Efficient work of the support team is crucial to any business but when it comes to a new and complex subject like cryptocurrency, it becomes the number one priority. And although decentralization means that you take full responsibility for your assets yourself, unless you’re using a paper wallet and p2p exchange, you can still ask your wallet or exchange provider to help you out.

Very often, due to the specifics of the crypto field and its anonymous nature, it can be challenging to give assistance on time.  

Seconds Count: Frequent Issues of Crypto Enthusiasts

In our practice, we come across time-sensitive support issues regularly. A typical case is when a person is trying to exchange their crypto but the exchange fails. 

Sometimes, it happens because of a surge in the rates, and due to the famous volatility of crypto, it can be pretty random and depending on the total sum of the assets can cost you a lot. The other popular reason why exchanges fail is that the user set a low network fee and their transaction gets stuck.
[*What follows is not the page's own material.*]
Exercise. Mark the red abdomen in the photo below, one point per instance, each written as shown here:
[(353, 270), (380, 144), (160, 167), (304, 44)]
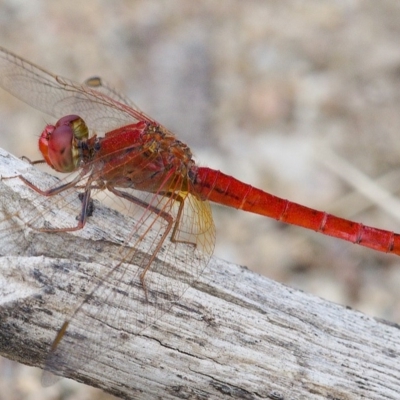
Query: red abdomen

In rare cases, your crypto purchase might be put on hold too if the exchange decides to inquire additional KYC details from you.

Could a prompt reply from the support team solve one of these problems? It surely can. If a customer reaches out for assistance, and the team immediately acts on it, not only can it help calm their nerves but also finalize the exchange faster. 

But what if the customer doesn’t make the first move and patiently waits for the resolution? Anonymity has its downsides too – it makes getting in touch with customers a lot trickier and shuts the door to quick problem resolution. 

The Mysterious Case of $2.6 Million Network Fee

One of the recent cases that shook the crypto community happened with an anonymous person who set an extraordinarily high miner’s fee to send their tokens. And when we say extraordinarily, we mean it. In June 2020 somebody sent $130 worth of Ether to another address and paid over 10,000 ETH, which equals $2.6 million, for the network fee. And as if that wasn’t enough, several hours later the same person transferred $86,000 in ETH and set the same fee. Later on, another person paid half a million USD for the transaction fee too. 

Assuming that that was a human mistake, mining pools that processed these transactions made an announcement that they are willing to return the funds to the sender if this person reaches out to them, but nobody did. 

It’s hard to say whether it was really a mistake, blackmail, hack attack, or very unusual form of money laundering but one thing is certain: when large numbers come into play, staying anonymous is not always the best strategy. 


Everyone becomes especially sensitive when it comes to handling finance. For cryptocurrency wallets and exchanges, solving issues on time is vital and in some cases, seconds do count.

At the end of the day, it all comes down to your personal preference – whether you want to stay anonymous or keep the ability to get fast support. Rule of thumb states that the majority of users prefer the second option.